On Mon, 23 Aug 1999, Terry Dartnall wrote:
> This little procedure is in TEACH LISTANSWERS. It's meant to take a list such
> as [a b c] and return [[a][b][c]], listifying every item in the original list.
> Instead, it returns [[a] [b] c], and doesn't listify the last item in the
> input list. Can someone tell me why? (The program in LISTANSWERS has an
> output local - same difference.)
>
> define listify(list);
> vars item;
> [^^(for item in list do [^item] endfor)]
> enddefine;
>
> I'm running v 14.5.
The ^^ construct splices a list into another list. Crudely speaking, it
strips a set of list brackets off its argument and puts the contents
into the enclosing list. So [ ^^( [a] ) ] is just [a].
The procedure given above, with [a b c] as input, in effect has as an
intermediate result
[ ^^( [a], [b], [c] ) ]
at the point where the for loop has run but the ^^ hasn't yet acted.
Since ^^ expects a single list as argument, it strips the brackets off
the [c] but leaves the other two lists alone, so when the outer list is
built you get the result you report. You can check this explanation: the
line above can be executed as I've typed it.
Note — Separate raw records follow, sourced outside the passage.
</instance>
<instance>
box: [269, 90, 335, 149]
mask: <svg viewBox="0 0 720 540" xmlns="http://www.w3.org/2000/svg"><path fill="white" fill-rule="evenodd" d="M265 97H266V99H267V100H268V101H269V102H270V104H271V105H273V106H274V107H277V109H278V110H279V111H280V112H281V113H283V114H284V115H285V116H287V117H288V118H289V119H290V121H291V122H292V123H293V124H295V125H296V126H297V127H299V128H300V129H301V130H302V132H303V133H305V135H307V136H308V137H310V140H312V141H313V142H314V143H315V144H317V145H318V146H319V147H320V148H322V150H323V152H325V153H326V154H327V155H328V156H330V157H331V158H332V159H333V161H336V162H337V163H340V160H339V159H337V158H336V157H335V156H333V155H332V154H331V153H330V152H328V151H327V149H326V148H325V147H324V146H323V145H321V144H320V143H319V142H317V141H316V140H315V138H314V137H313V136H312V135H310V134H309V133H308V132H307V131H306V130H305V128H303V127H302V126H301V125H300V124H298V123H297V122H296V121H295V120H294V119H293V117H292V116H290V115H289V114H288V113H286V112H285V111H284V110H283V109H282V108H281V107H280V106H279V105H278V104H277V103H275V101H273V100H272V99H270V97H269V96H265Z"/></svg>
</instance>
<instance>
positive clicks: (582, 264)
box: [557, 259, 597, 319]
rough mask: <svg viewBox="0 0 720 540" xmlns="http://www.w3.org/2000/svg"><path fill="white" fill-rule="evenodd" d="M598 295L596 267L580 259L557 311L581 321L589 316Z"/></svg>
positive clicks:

The teach file is thus incorrect, and the correct procedure is
define listify1(list);
vars item;
[^(for item in list do [^item] endfor)]
enddefine;
since the single ^ builds the list required without stripping any of the
brackets inserted in the loop.
Surprising that no-one's commented before in the 15 years the teach file
has been around! It must always have produced the error. I'll fix it in
the Sussex masters, though I don't know whether that will propagate now.